Pour un encadrement des lunettes connectées et de la reconnaissance faciale
Initiative citoyenne
Pour un encadrement des lunettes connectées et de la reconnaissance faciale
Nous demandons à l’Assemblée nationale de mettre en place un cadre juridique strict concernant les lunettes connectées (ou dispositifs semblables) équipées de caméras, microphones, intelligence artificielle et fonctions de reconnaissance faciale.
Ces dispositifs permettent désormais de filmer, enregistrer et analyser des personnes dans l’espace public de manière discrète, souvent à leur insu.
Le droit actuel protège déjà partiellement la vie privée et les données personnelles à travers le RGPD et les règles relatives aux données biométriques. Cependant, ces textes présentent aujourd’hui des lacunes face à l’apparition d’objets connectés capables de capter en permanence des images, des voix et des informations personnelles.
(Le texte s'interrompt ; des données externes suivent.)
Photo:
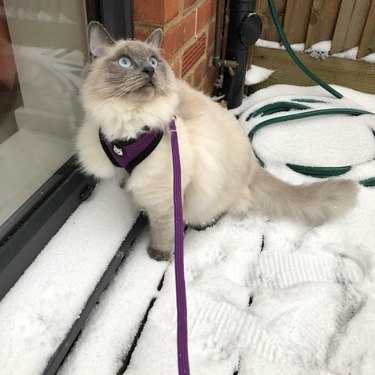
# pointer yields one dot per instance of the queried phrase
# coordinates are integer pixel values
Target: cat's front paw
(158, 254)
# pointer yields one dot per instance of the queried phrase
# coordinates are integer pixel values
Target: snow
(40, 309)
(318, 50)
(312, 289)
(257, 74)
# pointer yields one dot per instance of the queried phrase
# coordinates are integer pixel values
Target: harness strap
(129, 153)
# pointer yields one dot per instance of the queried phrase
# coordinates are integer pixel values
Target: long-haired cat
(131, 89)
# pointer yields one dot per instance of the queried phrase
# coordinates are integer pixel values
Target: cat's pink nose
(149, 70)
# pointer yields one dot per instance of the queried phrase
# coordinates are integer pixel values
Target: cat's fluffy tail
(312, 203)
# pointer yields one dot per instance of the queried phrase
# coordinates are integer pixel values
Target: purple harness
(129, 153)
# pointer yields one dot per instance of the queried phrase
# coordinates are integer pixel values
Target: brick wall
(189, 34)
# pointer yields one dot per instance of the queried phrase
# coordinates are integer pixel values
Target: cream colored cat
(129, 86)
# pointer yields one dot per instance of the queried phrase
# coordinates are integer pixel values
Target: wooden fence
(348, 23)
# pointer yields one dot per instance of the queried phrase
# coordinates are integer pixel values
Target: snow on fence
(348, 23)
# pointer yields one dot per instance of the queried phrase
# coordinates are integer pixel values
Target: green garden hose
(282, 106)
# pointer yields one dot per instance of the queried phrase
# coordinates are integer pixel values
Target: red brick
(200, 72)
(211, 34)
(142, 32)
(213, 7)
(176, 66)
(193, 53)
(189, 3)
(204, 14)
(209, 80)
(155, 12)
(178, 35)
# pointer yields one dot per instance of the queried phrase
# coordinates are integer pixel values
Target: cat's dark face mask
(130, 69)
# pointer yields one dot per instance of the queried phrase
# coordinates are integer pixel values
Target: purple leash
(182, 334)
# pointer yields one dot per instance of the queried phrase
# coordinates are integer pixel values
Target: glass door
(43, 51)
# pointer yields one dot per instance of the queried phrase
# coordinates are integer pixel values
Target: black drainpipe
(243, 31)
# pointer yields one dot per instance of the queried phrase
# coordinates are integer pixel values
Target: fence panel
(322, 21)
(296, 20)
(367, 44)
(350, 24)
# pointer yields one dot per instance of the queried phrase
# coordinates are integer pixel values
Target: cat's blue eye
(153, 62)
(125, 62)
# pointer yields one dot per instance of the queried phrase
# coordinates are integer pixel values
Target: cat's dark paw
(158, 254)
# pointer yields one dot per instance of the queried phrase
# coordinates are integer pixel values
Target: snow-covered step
(39, 311)
(108, 336)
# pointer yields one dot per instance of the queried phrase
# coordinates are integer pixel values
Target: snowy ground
(264, 297)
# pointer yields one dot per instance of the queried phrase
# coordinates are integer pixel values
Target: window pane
(42, 54)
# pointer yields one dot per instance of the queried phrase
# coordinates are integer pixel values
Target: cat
(130, 89)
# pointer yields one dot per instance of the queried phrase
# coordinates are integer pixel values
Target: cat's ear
(155, 38)
(99, 39)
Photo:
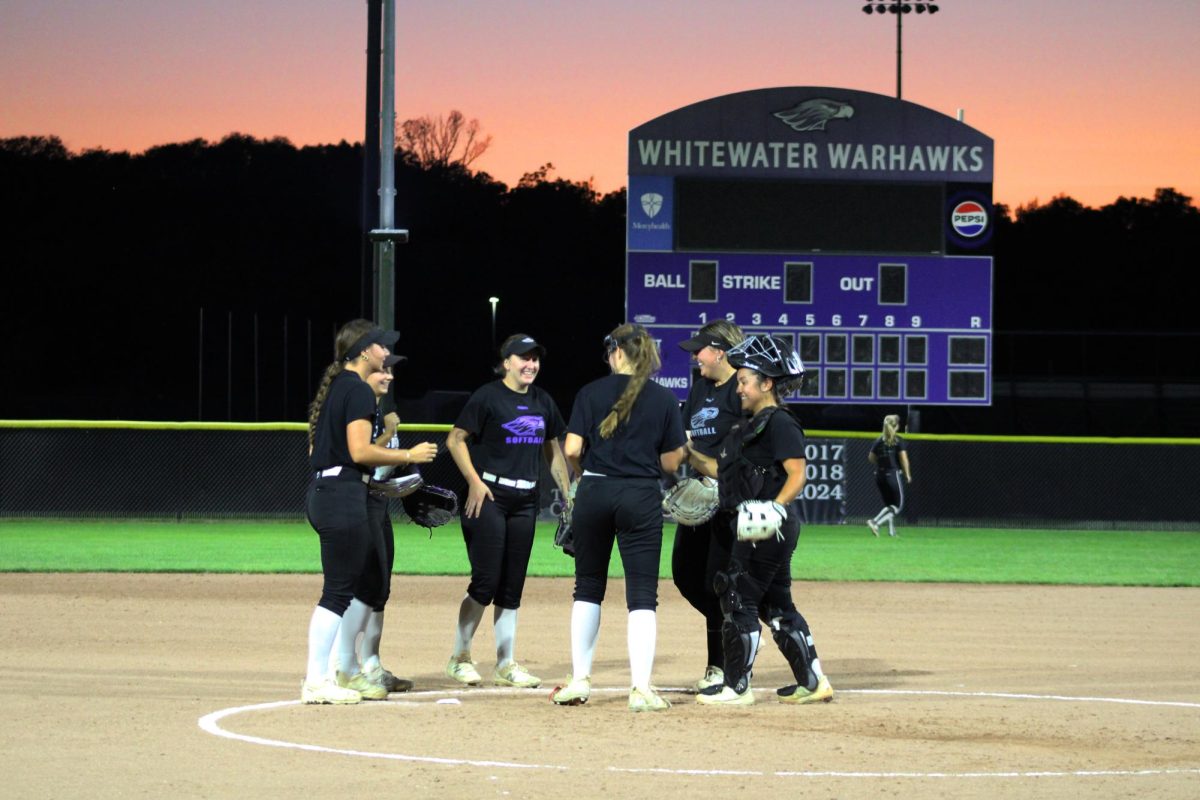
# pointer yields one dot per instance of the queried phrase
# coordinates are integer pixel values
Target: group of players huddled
(625, 437)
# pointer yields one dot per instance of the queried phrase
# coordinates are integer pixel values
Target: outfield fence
(198, 470)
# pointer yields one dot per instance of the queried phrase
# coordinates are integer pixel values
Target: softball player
(889, 453)
(341, 453)
(504, 429)
(375, 585)
(624, 433)
(712, 407)
(761, 470)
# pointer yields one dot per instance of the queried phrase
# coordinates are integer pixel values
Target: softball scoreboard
(856, 226)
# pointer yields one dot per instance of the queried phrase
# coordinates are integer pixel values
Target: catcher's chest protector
(737, 479)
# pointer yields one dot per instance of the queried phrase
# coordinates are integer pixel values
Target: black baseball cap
(701, 341)
(375, 336)
(521, 344)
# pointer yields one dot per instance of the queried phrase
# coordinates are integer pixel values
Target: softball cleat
(328, 693)
(713, 677)
(377, 674)
(575, 692)
(723, 695)
(798, 695)
(463, 672)
(514, 674)
(363, 685)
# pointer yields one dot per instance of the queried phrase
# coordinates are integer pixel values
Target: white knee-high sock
(369, 645)
(354, 621)
(641, 635)
(585, 632)
(469, 615)
(322, 631)
(505, 623)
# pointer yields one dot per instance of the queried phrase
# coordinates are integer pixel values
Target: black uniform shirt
(509, 428)
(887, 457)
(781, 439)
(654, 427)
(349, 398)
(709, 411)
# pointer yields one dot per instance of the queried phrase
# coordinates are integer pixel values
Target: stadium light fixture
(493, 301)
(899, 10)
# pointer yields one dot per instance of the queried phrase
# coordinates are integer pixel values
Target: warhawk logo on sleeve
(813, 114)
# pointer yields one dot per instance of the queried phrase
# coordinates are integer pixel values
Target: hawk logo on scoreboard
(652, 203)
(813, 114)
(969, 218)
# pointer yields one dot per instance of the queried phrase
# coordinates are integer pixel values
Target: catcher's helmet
(768, 355)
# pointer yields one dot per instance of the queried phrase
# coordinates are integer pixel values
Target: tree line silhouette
(204, 280)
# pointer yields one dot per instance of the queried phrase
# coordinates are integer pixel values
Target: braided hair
(641, 352)
(347, 336)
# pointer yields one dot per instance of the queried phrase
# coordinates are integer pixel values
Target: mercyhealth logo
(527, 429)
(652, 203)
(969, 218)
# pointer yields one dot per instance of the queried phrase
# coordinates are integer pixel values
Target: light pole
(493, 301)
(899, 8)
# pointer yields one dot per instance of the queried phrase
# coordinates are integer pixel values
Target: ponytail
(643, 354)
(347, 336)
(891, 426)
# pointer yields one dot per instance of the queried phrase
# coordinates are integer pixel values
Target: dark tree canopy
(111, 258)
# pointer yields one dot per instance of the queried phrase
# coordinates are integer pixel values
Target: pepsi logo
(969, 218)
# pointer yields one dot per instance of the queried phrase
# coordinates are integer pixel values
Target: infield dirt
(105, 679)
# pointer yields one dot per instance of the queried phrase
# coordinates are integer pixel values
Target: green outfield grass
(825, 553)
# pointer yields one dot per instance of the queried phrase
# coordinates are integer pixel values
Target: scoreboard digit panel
(853, 224)
(869, 328)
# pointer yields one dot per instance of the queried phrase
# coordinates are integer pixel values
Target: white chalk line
(210, 723)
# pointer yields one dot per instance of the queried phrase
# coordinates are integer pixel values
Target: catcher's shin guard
(795, 642)
(741, 648)
(739, 632)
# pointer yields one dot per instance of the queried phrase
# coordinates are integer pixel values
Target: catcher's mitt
(693, 501)
(564, 536)
(397, 487)
(431, 506)
(761, 519)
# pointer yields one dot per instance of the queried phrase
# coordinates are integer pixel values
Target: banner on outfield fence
(825, 491)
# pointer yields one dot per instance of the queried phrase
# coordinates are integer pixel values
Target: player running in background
(712, 407)
(505, 429)
(624, 433)
(341, 455)
(761, 470)
(889, 453)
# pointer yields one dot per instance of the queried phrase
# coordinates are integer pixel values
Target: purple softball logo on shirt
(526, 429)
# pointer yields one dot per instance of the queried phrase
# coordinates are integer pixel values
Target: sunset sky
(1092, 98)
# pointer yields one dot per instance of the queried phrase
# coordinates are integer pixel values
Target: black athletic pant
(498, 545)
(891, 489)
(375, 584)
(699, 553)
(337, 510)
(625, 510)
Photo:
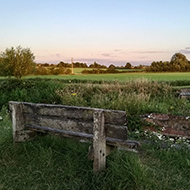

Dans la pratique, les citoyens ne savent pas :
s’ils sont enregistrés ;
- quelles données sont collectées ;
- combien de temps elles sont conservées ;
- si elles sont utilisées pour entraîner des intelligences artificielles ;
- ou si elles sont transférées vers des serveurs privés hors de l’Union européenne.
Le consentement prévu par le RGPD devient alors difficile, voire impossible, à exercer dans l’espace public.
Ces technologies font également peser de nouveaux risques :
- identification de personnes via la reconnaissance faciale ;
- collecte de données biométriques ;
- harcèlement ciblé ;
- stalking ;
- usurpation d’identité ;
- et diffusion non autorisée d’images sur internet et les réseaux sociaux.
Nous refusons qu’une personne puisse être identifiée ou analysée dans la rue par des inconnus utilisant des dispositifs connectés capables d’accéder instantanément à des informations personnelles.
Nous demandons :
- L’interdiction de la reconnaissance faciale en temps réel sur les dispositifs connectés destinés au grand public.
- L’interdiction du stockage et de l’exploitation des données biométriques sans consentement explicite.
- L’obligation d’un signal visuel clair lors de toute captation audio ou vidéo.
- L’interdiction de l’utilisation des données collectées pour entraîner des systèmes d’intelligence artificielle sans accord explicite des personnes concernées.
- La création d’un cadre légal spécifique aux objets connectés intégrant intelligence artificielle et analyse biométrique.
- Un contrôle renforcé par la CNIL et des sanctions aggravées en cas d’usage abusif, de harcèlement, de collecte illégale de données ou de diffusion d’images sans consentement.
Le progrès technologique ne doit pas se faire au détriment des libertés fondamentales, du droit à la vie privée et du contrôle des citoyens sur leurs données personnelles.